Udendo quelle parole Tala s’irrigidì. Quelle parole erano sinonimo di tutte le cose orribili della vita, reali e immaginarie, erano usate per spaventare i bambini e suscitavano immagini di spettri e troll, fantasmi e morte. Tala lo guardò e annuì lentamente. L’anziano si concesse una pausa prima di proseguire.
«Mi chiamo Ahsdì e come sai sono il bibliotecario. E forse sono quello che più ha viaggiato, poiché nessuno della mia famiglia si è spinto oltre le Terre ferme di Bracbah.» poi di scatto si fermò e si voltò indietro, «Ragazzina, ancora lì? Vuoi sfamare la tua sete di sapere oppure vuoi restare al buio?» disse Ahsdì, mentre le tendeva la mano invitandola a seguirlo, «Dai, seguimi, ma devi promettere che ciò che vedrai e sentirai non uscirà mai da questo luogo. D’accordo?»
Lei annuì e gli corse dietro: «D’accordo.»
Ahsdì precedeva di qualche passo Tala; proseguirono nel buio lungo il corridoio, finché non arrivarono in fondo ed entrarono in uno stanzino. Il bibliotecario si accostò a una parete, toccò dei meccanismi nascosti, si sentirono scattare delle molle. Dopo qualche istante la parete iniziò a spostarsi: si allontanava da loro e mostrava sulla destra una piccola porta che dava in un altro ambiente. Un momento dopo, Ahsdì accese altre candele che illuminarono sufficientemente quella piccola stanza. Sembrava molto antica. L’aria sapeva di chiuso e di muffa, ma era respirabile, il pavimento era composto da travi di legno, ammuffite dal tempo, che scricchiolavano ad ogni loro passo, ma le pareti e il soffitto erano in pietra dura, liscia e non lavorata. C’erano polvere e ragnatele ovunque.
Tala subito si sedette comodamente su una sedia vicino ad un vecchio tavolo di legno, anch’esso ammuffito, mentre l’anziano bibliotecario scomparve per qualche istante nella zona buia della stanza.
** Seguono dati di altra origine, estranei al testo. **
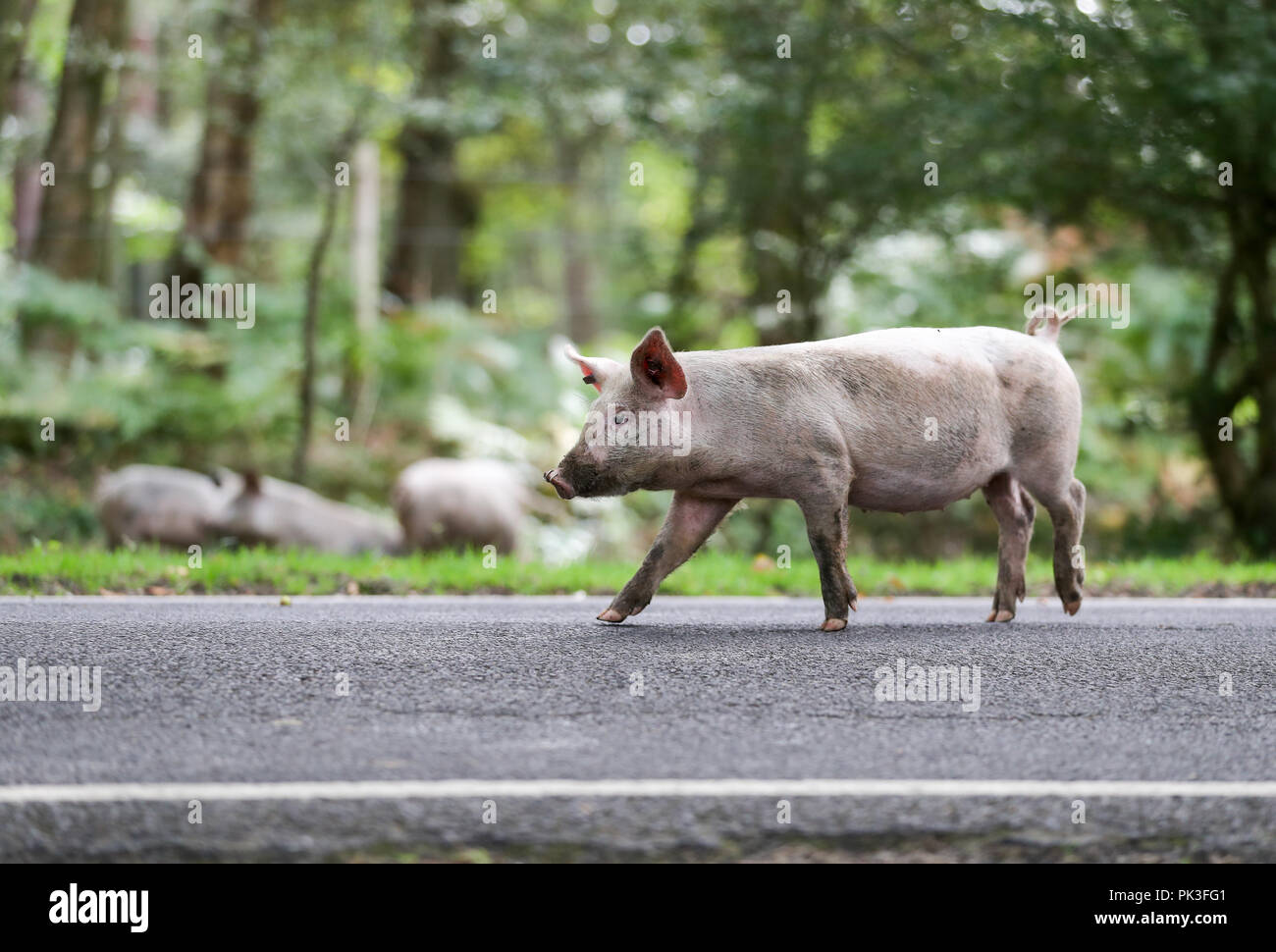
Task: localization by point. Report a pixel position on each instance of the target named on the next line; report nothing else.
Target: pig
(158, 504)
(459, 502)
(286, 514)
(896, 420)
Si udì un leggero stridere di chiavi, poi ricomparve con uno strano libro. Era molto grosso e consumato, la rilegatura era fatta a mano con corde di cuoio.
«Ecco il libro!» disse appoggiandolo delicatamente sul tavolo, «Ogni istante ed ogni particolare delle leggende di Bracbah che tu vorrai sapere sono in questo libro. Sono i miei appunti.»
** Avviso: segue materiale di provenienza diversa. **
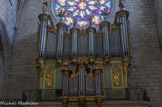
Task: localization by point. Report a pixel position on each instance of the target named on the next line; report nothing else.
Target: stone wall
(147, 59)
(8, 15)
(158, 11)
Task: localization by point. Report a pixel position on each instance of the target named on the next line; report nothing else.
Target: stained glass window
(82, 11)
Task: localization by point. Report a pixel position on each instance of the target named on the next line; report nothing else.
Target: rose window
(82, 11)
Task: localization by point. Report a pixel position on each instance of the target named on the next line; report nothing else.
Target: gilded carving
(117, 74)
«Come fai a sapere ogni particolare delle leggende, se tu non c’eri?»
«Chi ti dice che io non c’ero!? Ora ascolta, ti leggerò la mia leggenda preferita.»
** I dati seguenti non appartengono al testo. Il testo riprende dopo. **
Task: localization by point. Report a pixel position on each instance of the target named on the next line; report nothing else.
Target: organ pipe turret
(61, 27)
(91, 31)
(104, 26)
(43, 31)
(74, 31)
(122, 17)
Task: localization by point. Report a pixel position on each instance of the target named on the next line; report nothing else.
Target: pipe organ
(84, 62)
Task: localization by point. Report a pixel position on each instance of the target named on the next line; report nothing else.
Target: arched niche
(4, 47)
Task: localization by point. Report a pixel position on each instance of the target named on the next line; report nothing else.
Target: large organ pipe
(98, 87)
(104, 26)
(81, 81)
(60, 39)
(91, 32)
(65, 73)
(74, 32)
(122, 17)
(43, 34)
Si sedette accanto alla ragazza e sistemò al meglio le candele così da riuscire a leggere.
«Cominciamo.» disse Ahsdì schiarendosi la voce e attirando l’attenzione della ragazza, prima di iniziare a leggere, «La leggenda che sto per raccontarti prende avvio da una storia molto lontana nel tempo, quando gli spiriti di Bracbah decisero che era giunto il momento di far nascere un nuovo prescelto. Erano passati circa mille anni dalla grande fuga degli umani dall’isola di Rohat verso le terre ferme; tempo in cui l’ultimo prescelto decise di sacrificare la sua vita per il bene di tutti gli esseri viventi. Le Terre ferme di Bracbah erano caratterizzate dalla presenza di tre razze: gli elfi, i giganti e i nani; ogni villaggio aveva le proprie caratteristiche ed erano in armonia tra loro, non avevano confini, non avevano rivalità o sentimenti d’odio, non avevano sete di potere e non usavano mai la magia…»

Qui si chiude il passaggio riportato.